March 5, 2009
Clearwater codes literally drove my company to pollute
By Dru Jeanis
© 2009 www.keepthefish.com
 

Often, when meeting others interested in the issue, I am asked why I bothered myself to get involved with the Complete Angler dispute.

 
Well, I happened to have seen the very last episode of Seinfeld.  You know, the one where Jerry and George and Elaine and Kramer go to jail because they stood around laughing at some poor weight-challenged individual while he was getting robbed.  Well, I happened to take the moral of that take on the Good Samaritan tale to heart.  When I heard news reports about Herb and Lori’s situation I wanted to help them, rather than just stand by.

 
Additionally, I have had my own run-ins with government bureaucracies and arbitrary policies for the past 35 years or so.  Actually, since I was fifteen years-old.  (I will write more on my earlier experiences in coming columns.)  As a matter of fact, the policies of the city of Clearwater made the business my wife and I own cause more pollution.  Here is that story:

 
Our company, Pure Postcards, Inc. moved into a pair of industrial buildings on Lincoln Avenue in Clearwater in July of 2003.

 
When we bought the buildings, which had previously been used as a manufacturing facility for fabricating pump equipment, they were quite dilapidated – prostitutes frequented the parking lot at night.

 
We fixed the buildings up, including adding four new Americans with Disabilities Act compliant bathrooms and re-roofing the whole place and so on, all with licensed contractors who handled the necessary permits and legal niceties.  We cleaned up the outside of the buildings, cutting down weeds and installing attractive landscaping and even a picnic area, with security lighting to keep away the riff-raff at night.

 
The larger of the two structures is an industrial building by nature; it is basically a steel and cinderblock shell with a metal roof and concrete floors.  Once the improvements were done I made arrangements to buy a new 2004 Heidelberg printing press, and went down to the city offices to get the permits to install it in this building.  There I was told, flat-out, that we couldn’t have an “offset” printing press on the site.  You see, our land had gotten rezoned at some point to where it was classified as “commercial” by the city, which meant it was now only suitable for “retail” or “office” use.   

 
Now, the codes in force were written over fifteen years before the technology for our new printing press was even developed.  Our printing press was a gorgeous thing; it didn’t even look like printing presses of old.  It was digital in nature, using a similar technology and components to that found in every one-hour photo shop in supermarkets and drug stores throughout the country, even those in Clearwater.  Instead of using metal plates, which need to be etched with harsh chemicals, our press used plates of a material not unlike standard 35mm camera film.  It used a type of ink which didn’t need to be mixed onsite or create any real mess.  Our press emitted no pollutants at all and was even incredibly quiet, much quieter in fact than the brake drum resurfacing equipment in the auto repair shop directly next to our own building, or those automated car washes found at gas stations everywhere.

 
Again, after explaining all this, I was informed in no uncertain terms that we could not put the press in our building.  Thus, we had to lease a building over in an “industrial” classified area halfway across town.  This meant that we had to spend an enormous amount of money improving someone else's building with new air-conditioning, insulation, electric hook-ups, walls, carpet, paint, phone systems, internet wiring and on and on.

 
This left us with empty space in our building, which was advertised – resulting in six business owners that wanted to lease it.  Each of them went down to the city to apply for an occupancy permit.  None were approved.  City employees would not even let a cabinet maker store cabinets and run his showroom out of the space, because he needed to be able to screw parts of the cabinets together on-site before loading them for delivery.

 
The codes and city bureaucracy Clearwater runs on cost our business and employees hundreds of thousands of dollars.  Yes, our employees too lost out, because we have profit-based bonuses for all of our staff. 

 
Further, by making us put that press in someone else’s building, the city of Clearwater CREATED pollution – every single time an employee or I had to drive across town or back.

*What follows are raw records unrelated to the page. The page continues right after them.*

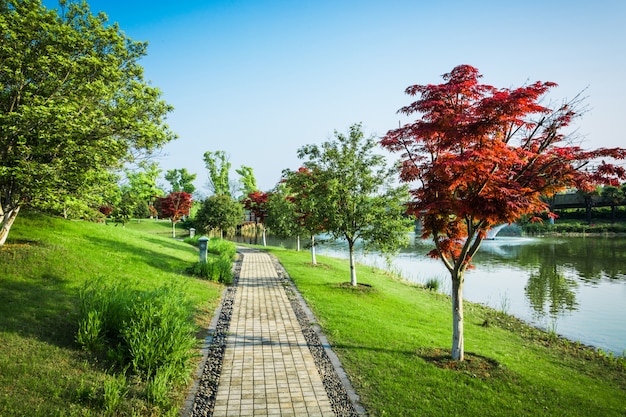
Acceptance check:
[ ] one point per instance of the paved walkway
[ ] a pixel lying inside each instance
(268, 369)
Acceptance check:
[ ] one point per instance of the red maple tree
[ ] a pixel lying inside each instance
(176, 205)
(484, 156)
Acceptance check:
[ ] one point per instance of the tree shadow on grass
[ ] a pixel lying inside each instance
(474, 365)
(167, 263)
(43, 307)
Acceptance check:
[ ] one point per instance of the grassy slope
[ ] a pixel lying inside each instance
(42, 267)
(390, 337)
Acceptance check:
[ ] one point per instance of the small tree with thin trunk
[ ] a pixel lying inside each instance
(256, 203)
(219, 212)
(281, 218)
(174, 207)
(483, 156)
(357, 198)
(305, 187)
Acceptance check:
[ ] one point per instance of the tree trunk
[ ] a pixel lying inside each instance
(6, 221)
(352, 264)
(458, 348)
(313, 260)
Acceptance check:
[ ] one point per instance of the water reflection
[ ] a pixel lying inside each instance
(575, 284)
(550, 291)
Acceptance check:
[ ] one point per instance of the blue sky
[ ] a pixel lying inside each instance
(259, 79)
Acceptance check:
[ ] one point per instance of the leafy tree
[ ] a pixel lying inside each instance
(483, 156)
(256, 203)
(73, 104)
(175, 206)
(306, 187)
(181, 180)
(358, 200)
(219, 212)
(219, 170)
(281, 217)
(142, 187)
(247, 179)
(614, 196)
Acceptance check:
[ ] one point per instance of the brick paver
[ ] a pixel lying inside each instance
(268, 369)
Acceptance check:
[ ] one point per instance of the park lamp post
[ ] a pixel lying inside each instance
(203, 243)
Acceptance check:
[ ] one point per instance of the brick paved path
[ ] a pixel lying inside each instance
(268, 369)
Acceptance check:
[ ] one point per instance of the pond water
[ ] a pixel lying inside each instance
(573, 286)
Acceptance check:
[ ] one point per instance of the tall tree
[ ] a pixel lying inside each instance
(181, 180)
(248, 180)
(614, 196)
(174, 206)
(482, 156)
(358, 199)
(73, 103)
(219, 172)
(256, 203)
(306, 186)
(142, 187)
(281, 217)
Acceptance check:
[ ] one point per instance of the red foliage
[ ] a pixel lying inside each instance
(106, 210)
(174, 206)
(483, 156)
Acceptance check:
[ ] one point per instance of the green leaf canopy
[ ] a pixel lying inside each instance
(73, 104)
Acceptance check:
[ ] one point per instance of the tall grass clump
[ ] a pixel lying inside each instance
(148, 332)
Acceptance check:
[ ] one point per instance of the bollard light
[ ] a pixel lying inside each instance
(203, 244)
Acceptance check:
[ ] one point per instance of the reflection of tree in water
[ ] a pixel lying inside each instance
(549, 289)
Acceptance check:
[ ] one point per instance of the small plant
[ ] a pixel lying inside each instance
(505, 303)
(157, 387)
(115, 389)
(432, 284)
(143, 331)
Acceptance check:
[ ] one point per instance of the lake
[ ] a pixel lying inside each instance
(573, 286)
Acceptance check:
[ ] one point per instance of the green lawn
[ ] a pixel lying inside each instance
(42, 268)
(393, 339)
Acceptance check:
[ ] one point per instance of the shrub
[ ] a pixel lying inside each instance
(214, 269)
(432, 284)
(144, 331)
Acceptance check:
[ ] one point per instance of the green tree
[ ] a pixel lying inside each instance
(219, 172)
(614, 196)
(73, 104)
(357, 198)
(142, 187)
(308, 199)
(248, 180)
(219, 212)
(281, 218)
(181, 180)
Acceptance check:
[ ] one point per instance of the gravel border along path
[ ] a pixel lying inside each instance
(201, 398)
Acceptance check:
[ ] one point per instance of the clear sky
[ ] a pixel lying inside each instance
(259, 79)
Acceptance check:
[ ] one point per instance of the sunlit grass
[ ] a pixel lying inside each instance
(394, 340)
(43, 266)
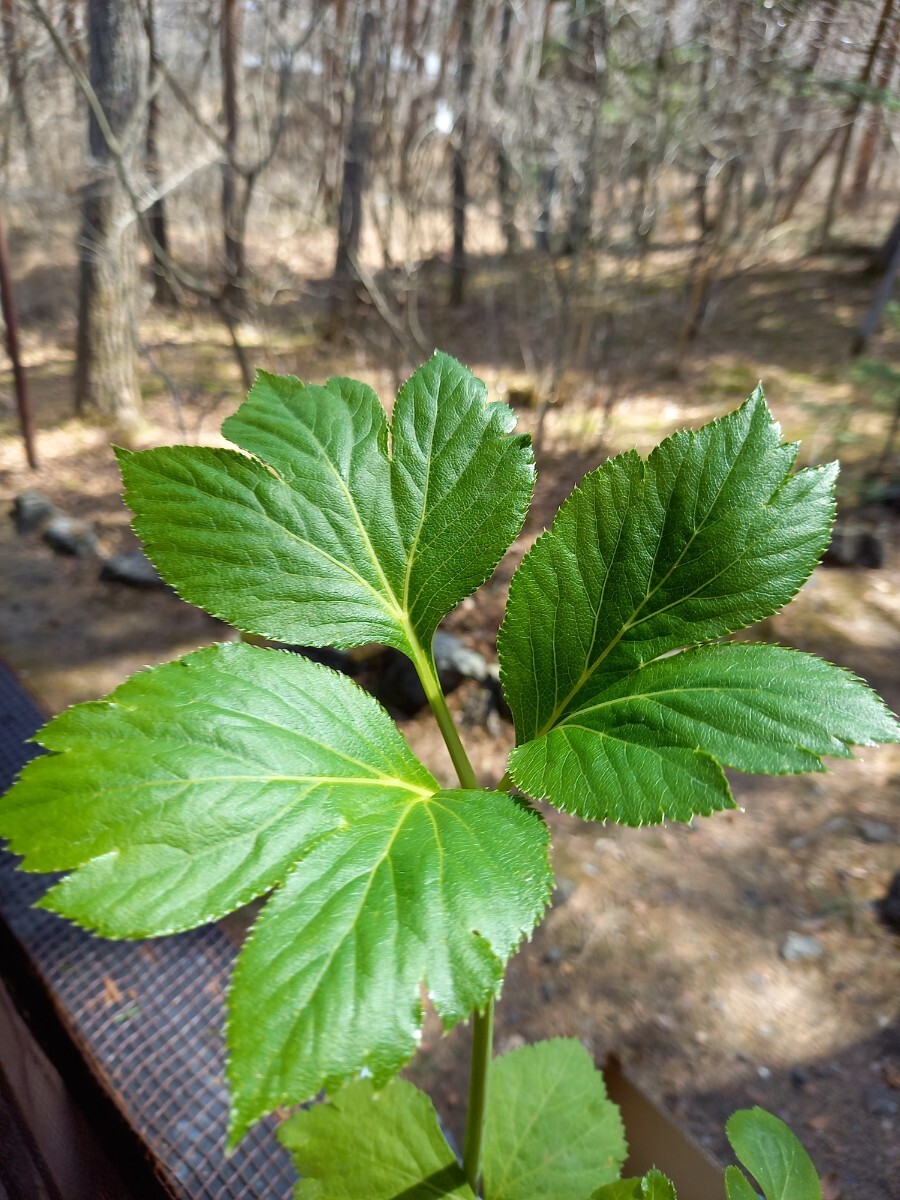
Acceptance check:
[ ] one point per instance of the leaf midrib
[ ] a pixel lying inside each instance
(631, 623)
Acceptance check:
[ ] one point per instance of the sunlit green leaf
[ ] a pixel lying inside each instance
(653, 744)
(737, 1186)
(773, 1155)
(339, 529)
(551, 1132)
(654, 1186)
(370, 1145)
(202, 784)
(438, 889)
(643, 559)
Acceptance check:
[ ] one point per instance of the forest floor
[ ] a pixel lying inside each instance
(664, 943)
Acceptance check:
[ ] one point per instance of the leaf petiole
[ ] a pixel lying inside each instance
(479, 1072)
(483, 1023)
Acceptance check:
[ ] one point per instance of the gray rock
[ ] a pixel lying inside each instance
(132, 568)
(797, 947)
(454, 657)
(881, 1102)
(876, 832)
(889, 904)
(31, 509)
(69, 535)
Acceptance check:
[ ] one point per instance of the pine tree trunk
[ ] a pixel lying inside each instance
(106, 367)
(233, 210)
(847, 132)
(504, 168)
(16, 82)
(870, 137)
(461, 150)
(163, 293)
(355, 160)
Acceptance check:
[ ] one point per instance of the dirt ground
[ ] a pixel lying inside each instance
(663, 945)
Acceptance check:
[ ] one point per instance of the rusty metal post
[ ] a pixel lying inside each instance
(7, 306)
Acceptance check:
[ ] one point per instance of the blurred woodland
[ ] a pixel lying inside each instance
(621, 214)
(573, 192)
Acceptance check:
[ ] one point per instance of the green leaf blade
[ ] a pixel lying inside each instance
(773, 1155)
(645, 559)
(703, 539)
(339, 532)
(551, 1133)
(435, 892)
(654, 1186)
(379, 1145)
(462, 485)
(201, 783)
(652, 745)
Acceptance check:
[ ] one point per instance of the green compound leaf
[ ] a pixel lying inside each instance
(339, 531)
(437, 888)
(204, 783)
(197, 785)
(551, 1133)
(654, 1186)
(737, 1186)
(651, 745)
(773, 1155)
(711, 534)
(379, 1145)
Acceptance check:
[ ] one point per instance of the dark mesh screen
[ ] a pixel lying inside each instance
(147, 1015)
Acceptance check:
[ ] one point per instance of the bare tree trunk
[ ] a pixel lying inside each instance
(355, 160)
(852, 113)
(233, 210)
(504, 168)
(461, 148)
(7, 307)
(546, 190)
(106, 365)
(804, 175)
(870, 137)
(13, 75)
(588, 45)
(883, 293)
(163, 292)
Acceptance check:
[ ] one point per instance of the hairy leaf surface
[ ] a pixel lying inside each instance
(711, 534)
(197, 785)
(654, 1186)
(773, 1155)
(437, 891)
(551, 1133)
(339, 529)
(375, 1145)
(652, 745)
(204, 783)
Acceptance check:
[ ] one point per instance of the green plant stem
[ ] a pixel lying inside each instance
(479, 1072)
(435, 695)
(483, 1023)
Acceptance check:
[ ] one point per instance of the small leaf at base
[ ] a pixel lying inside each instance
(773, 1155)
(551, 1132)
(737, 1186)
(375, 1145)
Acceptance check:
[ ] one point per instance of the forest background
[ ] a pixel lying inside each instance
(621, 216)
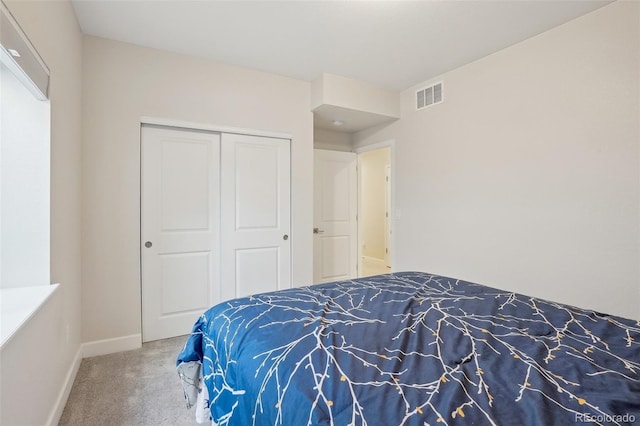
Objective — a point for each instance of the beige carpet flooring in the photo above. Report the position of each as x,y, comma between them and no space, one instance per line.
139,387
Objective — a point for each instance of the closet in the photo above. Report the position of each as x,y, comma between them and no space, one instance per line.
215,222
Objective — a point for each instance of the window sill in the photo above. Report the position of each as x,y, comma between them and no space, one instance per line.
18,305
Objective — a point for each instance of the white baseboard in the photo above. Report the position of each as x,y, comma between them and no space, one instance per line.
63,396
110,346
374,261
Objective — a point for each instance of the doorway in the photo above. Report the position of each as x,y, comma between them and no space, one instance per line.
374,211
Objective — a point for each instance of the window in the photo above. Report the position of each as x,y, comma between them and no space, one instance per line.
24,178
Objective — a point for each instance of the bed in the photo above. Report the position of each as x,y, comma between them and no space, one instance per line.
410,348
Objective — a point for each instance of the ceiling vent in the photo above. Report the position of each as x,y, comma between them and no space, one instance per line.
429,96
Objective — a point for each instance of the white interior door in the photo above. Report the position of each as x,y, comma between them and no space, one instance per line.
335,239
180,228
256,217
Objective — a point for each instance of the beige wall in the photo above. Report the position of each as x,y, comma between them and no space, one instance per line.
527,177
331,140
330,89
50,343
373,201
122,83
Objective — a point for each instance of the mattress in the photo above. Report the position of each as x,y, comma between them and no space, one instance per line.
410,348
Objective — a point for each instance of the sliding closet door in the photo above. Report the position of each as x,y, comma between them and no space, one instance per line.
180,228
255,195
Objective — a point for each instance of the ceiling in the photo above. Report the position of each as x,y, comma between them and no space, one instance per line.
392,44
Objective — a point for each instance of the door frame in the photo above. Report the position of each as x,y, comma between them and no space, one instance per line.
190,125
390,143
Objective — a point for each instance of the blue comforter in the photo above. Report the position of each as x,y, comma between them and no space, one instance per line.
413,349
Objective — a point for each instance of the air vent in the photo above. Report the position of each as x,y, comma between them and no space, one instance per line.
429,96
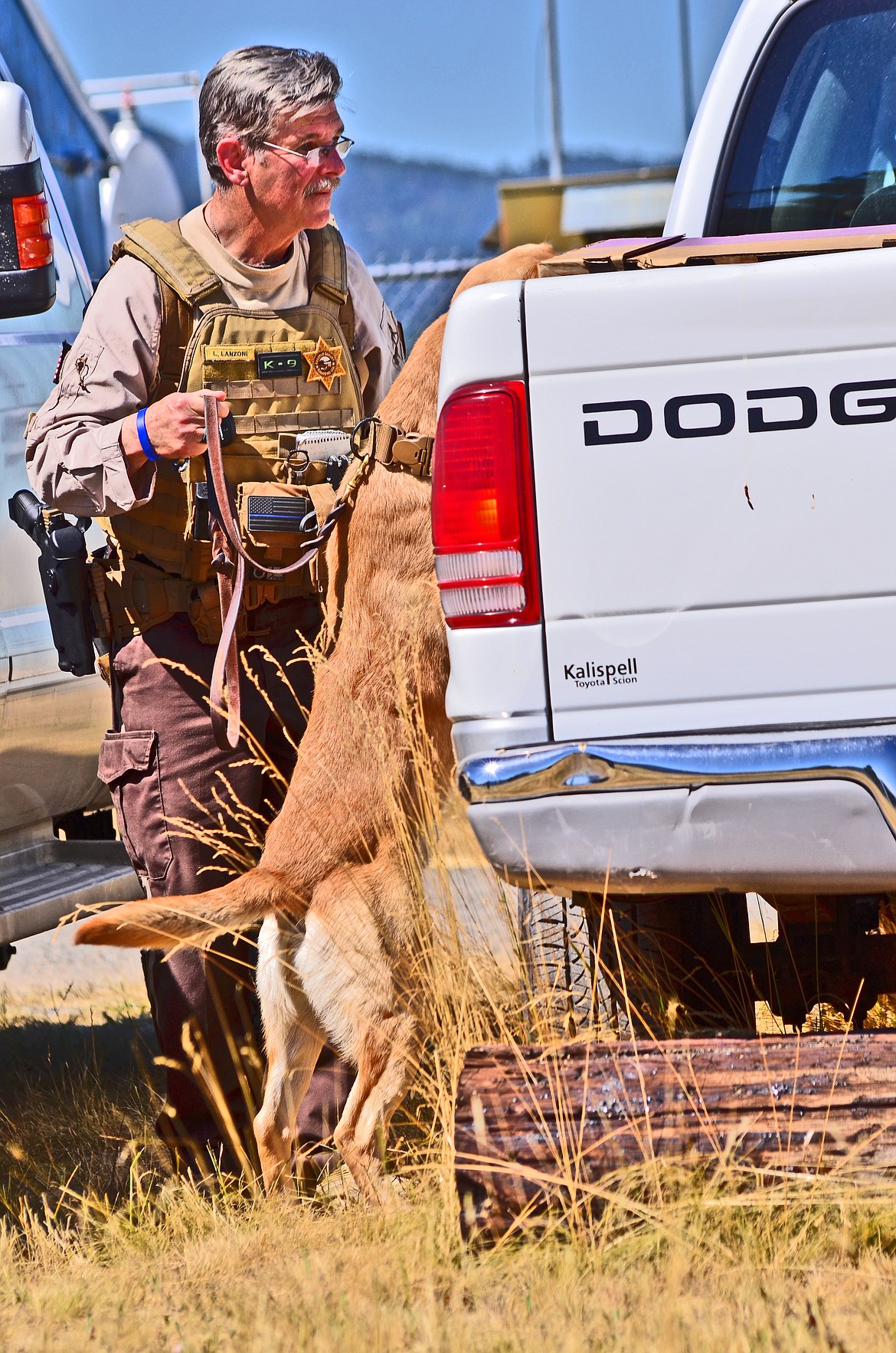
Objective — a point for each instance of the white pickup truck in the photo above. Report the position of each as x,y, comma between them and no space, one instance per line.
57,847
664,509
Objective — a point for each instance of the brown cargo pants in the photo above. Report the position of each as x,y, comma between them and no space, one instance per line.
183,807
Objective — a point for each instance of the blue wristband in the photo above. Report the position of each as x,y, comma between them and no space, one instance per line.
146,445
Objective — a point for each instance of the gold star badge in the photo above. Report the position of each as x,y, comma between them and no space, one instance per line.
325,363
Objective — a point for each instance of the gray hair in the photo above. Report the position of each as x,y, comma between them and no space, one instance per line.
249,91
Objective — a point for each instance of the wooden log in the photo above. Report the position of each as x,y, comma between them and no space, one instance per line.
538,1127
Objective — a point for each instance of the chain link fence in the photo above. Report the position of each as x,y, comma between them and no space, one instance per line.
419,293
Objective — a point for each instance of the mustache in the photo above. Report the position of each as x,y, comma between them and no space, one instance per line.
321,187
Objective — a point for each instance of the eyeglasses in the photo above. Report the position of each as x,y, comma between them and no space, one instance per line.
342,145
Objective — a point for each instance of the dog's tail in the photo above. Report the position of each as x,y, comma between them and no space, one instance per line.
198,919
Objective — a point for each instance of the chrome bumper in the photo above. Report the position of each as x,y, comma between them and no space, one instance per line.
800,812
597,768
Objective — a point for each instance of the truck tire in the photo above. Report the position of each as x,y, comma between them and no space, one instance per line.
557,973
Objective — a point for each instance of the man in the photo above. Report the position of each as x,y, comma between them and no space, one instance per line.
254,296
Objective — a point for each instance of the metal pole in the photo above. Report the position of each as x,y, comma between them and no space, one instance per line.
687,65
553,84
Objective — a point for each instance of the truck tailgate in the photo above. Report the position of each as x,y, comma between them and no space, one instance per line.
718,549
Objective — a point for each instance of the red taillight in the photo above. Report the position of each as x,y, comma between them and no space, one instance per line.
482,521
31,218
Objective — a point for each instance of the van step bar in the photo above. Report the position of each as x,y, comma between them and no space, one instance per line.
44,883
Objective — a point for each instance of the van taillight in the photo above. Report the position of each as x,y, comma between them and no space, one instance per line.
31,217
482,520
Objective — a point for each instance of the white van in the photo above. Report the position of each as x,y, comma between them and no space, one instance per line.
51,722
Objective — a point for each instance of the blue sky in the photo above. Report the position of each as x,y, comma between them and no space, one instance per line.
461,81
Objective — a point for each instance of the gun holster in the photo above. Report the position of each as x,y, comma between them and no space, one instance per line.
64,575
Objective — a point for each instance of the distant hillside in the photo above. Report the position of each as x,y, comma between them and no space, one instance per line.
394,208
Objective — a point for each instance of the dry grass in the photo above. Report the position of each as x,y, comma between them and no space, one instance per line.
100,1249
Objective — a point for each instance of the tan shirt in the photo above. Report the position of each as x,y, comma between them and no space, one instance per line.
74,454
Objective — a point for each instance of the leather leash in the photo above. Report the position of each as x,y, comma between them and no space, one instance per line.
394,448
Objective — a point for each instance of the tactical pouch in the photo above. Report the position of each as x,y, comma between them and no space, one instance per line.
277,519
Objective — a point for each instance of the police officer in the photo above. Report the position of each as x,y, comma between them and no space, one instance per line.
254,296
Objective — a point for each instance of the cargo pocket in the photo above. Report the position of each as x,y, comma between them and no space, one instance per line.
129,765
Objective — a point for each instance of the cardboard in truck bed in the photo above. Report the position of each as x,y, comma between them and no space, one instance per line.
679,251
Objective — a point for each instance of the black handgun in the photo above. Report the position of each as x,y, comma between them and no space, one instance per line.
64,574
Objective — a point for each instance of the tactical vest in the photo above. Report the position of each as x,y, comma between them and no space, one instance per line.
284,372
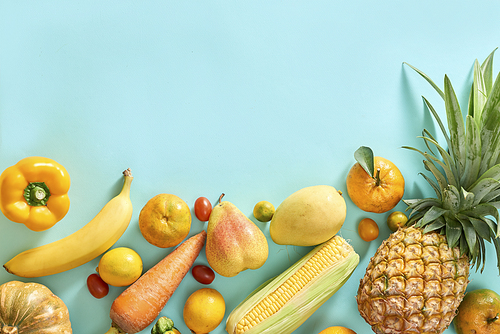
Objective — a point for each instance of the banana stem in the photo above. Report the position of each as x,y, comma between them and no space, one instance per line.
115,329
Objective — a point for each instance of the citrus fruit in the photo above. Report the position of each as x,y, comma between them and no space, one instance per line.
479,312
337,330
120,266
376,192
263,211
204,310
395,220
368,229
165,220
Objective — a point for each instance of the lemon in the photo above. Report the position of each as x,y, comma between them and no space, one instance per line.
204,310
396,219
120,266
263,211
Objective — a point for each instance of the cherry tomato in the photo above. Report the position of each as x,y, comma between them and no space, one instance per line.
368,229
203,274
97,287
202,209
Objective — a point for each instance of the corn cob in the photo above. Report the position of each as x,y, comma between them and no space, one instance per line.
282,304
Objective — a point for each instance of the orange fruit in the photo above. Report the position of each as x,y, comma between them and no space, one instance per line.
368,229
379,192
479,312
337,330
165,220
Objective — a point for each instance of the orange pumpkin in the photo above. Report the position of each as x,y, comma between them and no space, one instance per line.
43,312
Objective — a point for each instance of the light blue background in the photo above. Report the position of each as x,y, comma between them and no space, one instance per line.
255,99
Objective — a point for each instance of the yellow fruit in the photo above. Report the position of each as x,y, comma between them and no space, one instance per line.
308,217
337,330
165,220
479,312
395,220
263,211
120,266
204,310
368,229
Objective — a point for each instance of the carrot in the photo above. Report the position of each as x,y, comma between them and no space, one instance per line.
139,305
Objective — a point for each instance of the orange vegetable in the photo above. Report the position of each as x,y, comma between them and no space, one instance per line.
139,305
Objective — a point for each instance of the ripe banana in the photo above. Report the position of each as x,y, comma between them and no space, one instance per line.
84,245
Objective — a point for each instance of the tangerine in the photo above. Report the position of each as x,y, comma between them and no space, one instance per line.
165,220
376,192
478,313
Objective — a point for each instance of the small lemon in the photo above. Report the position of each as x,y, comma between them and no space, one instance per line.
337,330
120,266
263,211
204,310
395,220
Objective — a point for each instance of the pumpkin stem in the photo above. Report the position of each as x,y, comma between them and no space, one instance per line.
9,330
493,319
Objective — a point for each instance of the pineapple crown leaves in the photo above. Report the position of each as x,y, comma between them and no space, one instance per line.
466,175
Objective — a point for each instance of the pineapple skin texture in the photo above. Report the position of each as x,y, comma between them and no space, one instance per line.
413,284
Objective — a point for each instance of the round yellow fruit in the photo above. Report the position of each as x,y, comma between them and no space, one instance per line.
337,330
396,220
165,220
204,310
308,217
120,266
264,211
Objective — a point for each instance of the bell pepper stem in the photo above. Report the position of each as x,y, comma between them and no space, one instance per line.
9,330
36,194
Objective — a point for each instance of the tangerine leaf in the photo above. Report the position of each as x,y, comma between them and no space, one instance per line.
364,156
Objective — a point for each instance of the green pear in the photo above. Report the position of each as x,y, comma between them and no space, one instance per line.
308,217
234,242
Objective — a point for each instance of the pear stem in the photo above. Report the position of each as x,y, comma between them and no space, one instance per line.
220,198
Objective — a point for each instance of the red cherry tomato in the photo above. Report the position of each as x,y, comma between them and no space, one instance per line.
97,287
203,274
202,209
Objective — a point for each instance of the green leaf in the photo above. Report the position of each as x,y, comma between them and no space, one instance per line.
467,200
451,199
455,125
490,128
478,92
453,232
364,156
496,242
473,152
431,215
437,224
482,229
483,188
487,71
438,120
440,92
470,236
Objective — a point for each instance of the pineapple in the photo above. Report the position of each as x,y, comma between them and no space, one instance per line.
417,278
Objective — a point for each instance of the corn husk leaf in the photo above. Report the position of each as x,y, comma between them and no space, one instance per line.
303,304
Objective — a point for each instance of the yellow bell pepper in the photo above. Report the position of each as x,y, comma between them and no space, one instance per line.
34,192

And we had to buy two additional vehicles, a truck and a car, to handle all the back and forth traffic.  On purepostcards.com, our company website, we have an entire page devoted to our environmentally-friendly policies and activities and it personally disgusts me that we were, quite literally, driven to pollute by our city.

 
In an effort to ensure that no one else has to go through such an experience, keepthefish.com has offered a series of solutions, which we believe would help the city of Clearwater to create a department that works for business owners, not against them – a department with the authority to bypass red-tape and bring the enforcement of codes and regulations, in fact their very wording, into line with 21st century technology and efficiencies.